33,000 people in Ireland suffer from dementia

The Law Reform Commission in its 2005 consultation paper entitled vulnerable adults and the law : capacity considered existing legal mechanisms to address loss of capacity. Chief among these is the EPA.

The paper addresses people with limited decision making ability and refers to them as vulnerable adults. They can be categorised:

  • intellectual disability
  • dementia
  • mental illness
  • acquired brain injury
  • inability to communicate decisions

The one I wish to address is dementia. It is estimated that 33,000 people in Ireland suffer from dementia, most of whom have Alzheimers Disease (about 60%). Persons with Parkinson’s Disease and Huntingdon’s Disease may develop dementia late on in the disease. The incidence obviously increases with age. The National Council of Ageing and Older People has projected that by 2021 the percentage of older males will have risen from 10% to 14%, while the percentage of older females will have risen from 12.5% to 16.5%. As a result the number of adults with dementia will also increase.

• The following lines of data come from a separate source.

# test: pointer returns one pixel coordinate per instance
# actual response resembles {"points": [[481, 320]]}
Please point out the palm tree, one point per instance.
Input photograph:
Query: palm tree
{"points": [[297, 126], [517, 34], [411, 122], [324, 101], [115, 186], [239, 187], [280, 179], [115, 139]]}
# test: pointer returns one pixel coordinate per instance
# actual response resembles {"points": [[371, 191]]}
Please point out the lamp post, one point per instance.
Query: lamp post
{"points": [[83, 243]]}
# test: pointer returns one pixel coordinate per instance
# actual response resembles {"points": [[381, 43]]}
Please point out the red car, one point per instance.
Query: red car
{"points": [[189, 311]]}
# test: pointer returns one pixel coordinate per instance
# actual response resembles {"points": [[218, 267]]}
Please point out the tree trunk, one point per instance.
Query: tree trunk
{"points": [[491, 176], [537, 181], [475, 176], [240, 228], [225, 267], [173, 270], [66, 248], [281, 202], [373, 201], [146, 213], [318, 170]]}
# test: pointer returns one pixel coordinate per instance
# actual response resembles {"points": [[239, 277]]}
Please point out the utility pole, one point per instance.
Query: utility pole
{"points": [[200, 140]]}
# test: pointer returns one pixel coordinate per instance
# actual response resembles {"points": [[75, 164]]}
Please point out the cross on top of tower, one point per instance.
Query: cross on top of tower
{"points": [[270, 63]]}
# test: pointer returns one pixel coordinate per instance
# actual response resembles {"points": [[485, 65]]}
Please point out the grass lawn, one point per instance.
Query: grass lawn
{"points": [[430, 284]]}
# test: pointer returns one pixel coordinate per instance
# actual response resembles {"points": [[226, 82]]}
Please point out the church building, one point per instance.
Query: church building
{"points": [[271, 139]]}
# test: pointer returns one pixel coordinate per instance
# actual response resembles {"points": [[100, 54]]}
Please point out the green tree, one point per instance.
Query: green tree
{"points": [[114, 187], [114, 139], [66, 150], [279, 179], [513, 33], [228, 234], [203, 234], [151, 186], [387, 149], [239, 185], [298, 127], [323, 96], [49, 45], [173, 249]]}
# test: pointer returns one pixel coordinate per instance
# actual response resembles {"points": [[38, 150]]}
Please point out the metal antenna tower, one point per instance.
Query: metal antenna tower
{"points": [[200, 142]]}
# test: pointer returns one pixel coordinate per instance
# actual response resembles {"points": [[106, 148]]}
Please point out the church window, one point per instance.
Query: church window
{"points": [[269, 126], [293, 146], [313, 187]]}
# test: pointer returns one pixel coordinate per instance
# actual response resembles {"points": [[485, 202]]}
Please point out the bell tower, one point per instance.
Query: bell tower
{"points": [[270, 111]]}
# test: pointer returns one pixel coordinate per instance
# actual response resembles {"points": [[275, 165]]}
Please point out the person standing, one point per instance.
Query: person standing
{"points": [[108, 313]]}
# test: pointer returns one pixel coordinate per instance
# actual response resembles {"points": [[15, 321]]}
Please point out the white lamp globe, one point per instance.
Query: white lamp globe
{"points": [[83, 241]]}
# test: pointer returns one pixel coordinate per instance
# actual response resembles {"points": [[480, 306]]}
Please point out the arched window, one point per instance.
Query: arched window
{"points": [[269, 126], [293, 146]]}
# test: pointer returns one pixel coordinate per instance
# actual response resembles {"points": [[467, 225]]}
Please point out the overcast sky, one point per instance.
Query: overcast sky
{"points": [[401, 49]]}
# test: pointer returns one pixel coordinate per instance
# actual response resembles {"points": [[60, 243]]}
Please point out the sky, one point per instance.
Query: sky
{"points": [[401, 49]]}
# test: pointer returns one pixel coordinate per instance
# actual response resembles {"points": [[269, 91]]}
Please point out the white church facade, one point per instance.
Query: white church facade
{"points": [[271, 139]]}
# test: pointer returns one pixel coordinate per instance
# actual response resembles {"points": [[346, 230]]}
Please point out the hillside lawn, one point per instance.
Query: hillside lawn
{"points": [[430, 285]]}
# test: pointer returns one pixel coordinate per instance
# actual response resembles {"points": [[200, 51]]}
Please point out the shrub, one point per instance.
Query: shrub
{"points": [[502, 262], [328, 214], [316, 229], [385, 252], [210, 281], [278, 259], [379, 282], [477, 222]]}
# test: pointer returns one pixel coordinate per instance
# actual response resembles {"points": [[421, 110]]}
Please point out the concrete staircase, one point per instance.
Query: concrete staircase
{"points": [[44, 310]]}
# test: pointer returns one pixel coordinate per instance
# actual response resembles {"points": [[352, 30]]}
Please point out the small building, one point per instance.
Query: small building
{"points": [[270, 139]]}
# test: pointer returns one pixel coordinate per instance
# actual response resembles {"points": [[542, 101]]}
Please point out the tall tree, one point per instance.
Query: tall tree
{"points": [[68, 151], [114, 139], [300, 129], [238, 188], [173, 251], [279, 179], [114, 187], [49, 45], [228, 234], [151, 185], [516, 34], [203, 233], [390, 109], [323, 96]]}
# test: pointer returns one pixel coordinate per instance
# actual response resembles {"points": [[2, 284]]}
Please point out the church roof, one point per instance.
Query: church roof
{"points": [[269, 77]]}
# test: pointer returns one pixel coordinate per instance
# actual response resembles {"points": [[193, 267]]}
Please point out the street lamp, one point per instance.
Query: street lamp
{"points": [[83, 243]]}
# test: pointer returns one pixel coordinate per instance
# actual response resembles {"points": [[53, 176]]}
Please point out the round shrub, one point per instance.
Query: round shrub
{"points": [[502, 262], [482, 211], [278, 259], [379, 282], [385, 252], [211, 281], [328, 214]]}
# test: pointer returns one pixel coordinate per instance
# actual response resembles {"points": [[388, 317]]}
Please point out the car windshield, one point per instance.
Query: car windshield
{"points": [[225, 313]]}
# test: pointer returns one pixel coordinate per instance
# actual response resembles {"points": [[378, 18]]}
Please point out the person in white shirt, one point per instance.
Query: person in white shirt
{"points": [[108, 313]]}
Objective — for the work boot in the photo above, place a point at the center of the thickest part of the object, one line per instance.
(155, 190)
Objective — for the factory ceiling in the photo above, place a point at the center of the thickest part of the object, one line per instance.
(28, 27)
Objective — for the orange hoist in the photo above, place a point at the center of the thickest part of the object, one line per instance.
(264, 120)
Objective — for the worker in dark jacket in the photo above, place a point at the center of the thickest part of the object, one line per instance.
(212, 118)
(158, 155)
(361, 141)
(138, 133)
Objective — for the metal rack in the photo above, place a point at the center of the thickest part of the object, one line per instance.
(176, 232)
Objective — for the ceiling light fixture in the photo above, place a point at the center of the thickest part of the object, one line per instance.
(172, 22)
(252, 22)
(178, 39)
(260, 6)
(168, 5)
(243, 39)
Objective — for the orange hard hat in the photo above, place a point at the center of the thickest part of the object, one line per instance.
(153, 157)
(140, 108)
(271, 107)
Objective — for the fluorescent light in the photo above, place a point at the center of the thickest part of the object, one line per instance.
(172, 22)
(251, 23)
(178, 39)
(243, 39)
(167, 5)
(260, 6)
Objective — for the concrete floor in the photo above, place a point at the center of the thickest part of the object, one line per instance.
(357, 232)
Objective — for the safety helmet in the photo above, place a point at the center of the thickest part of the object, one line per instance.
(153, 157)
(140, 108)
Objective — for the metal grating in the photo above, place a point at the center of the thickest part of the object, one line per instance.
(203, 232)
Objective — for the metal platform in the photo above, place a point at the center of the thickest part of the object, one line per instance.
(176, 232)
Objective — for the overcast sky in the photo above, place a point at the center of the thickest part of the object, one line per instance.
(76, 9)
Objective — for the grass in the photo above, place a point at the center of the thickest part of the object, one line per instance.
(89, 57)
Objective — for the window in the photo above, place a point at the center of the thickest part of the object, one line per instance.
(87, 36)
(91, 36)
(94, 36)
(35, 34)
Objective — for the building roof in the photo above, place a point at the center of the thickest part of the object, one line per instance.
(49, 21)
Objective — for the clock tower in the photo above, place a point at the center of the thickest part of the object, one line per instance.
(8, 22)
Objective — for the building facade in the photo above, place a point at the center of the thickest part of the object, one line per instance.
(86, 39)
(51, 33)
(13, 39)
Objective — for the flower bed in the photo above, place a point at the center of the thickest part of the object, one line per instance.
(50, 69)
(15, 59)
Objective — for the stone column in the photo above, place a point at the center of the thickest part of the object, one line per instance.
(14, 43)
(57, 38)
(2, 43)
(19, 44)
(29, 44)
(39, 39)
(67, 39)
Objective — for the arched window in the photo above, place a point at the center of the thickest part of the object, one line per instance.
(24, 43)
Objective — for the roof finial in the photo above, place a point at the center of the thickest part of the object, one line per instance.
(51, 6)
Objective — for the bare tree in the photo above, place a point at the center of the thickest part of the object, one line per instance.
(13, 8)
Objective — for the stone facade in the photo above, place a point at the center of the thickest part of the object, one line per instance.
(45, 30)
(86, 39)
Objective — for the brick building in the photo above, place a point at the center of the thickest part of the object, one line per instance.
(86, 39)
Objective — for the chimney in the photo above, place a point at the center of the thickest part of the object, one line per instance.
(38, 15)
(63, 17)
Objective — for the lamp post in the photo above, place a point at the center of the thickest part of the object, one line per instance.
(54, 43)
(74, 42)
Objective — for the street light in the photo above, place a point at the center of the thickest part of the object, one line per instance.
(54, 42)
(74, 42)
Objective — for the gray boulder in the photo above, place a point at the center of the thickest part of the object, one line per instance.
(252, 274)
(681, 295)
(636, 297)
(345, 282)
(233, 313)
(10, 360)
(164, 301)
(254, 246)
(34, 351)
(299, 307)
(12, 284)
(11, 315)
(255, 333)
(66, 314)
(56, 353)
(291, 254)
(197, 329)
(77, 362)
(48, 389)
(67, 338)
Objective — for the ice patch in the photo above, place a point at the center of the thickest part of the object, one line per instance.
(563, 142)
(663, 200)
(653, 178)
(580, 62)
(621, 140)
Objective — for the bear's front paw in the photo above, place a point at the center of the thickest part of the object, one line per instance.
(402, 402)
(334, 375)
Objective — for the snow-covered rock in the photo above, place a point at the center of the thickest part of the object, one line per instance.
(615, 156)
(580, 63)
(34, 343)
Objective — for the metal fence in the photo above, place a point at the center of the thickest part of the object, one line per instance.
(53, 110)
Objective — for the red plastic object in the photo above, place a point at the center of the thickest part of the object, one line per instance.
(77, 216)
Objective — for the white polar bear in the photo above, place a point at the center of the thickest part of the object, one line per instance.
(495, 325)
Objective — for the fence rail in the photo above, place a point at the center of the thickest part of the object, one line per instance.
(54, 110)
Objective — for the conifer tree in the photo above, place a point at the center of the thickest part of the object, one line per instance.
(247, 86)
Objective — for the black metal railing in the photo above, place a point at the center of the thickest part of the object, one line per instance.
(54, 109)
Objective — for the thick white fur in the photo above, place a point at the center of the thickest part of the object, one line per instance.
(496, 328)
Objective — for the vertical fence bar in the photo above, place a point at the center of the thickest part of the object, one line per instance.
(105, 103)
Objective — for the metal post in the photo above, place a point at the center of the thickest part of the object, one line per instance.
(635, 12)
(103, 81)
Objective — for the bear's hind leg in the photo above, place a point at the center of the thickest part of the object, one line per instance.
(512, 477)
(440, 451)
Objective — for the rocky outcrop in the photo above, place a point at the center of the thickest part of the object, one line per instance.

The Powers of Attorney Act 1996 introduced the concept in Ireland of the epa. Before the onset of illness all adults in the country have the opportunity to manage their affairs by appointing attorneys but very few do. When dementia happens, they can no longer make decisions for themselves. Those that care may apply to the High Court for the patients to be admitted as Wards of Court. This course of action is expensive, time consuming, distressing to a family and altogether unnecessary.

The message has to go out to people showing early signs of the disease; doctors who recognise it in their patients and family members who can spot the telltale incidents of forgetfulness. Appoint your attorneys now.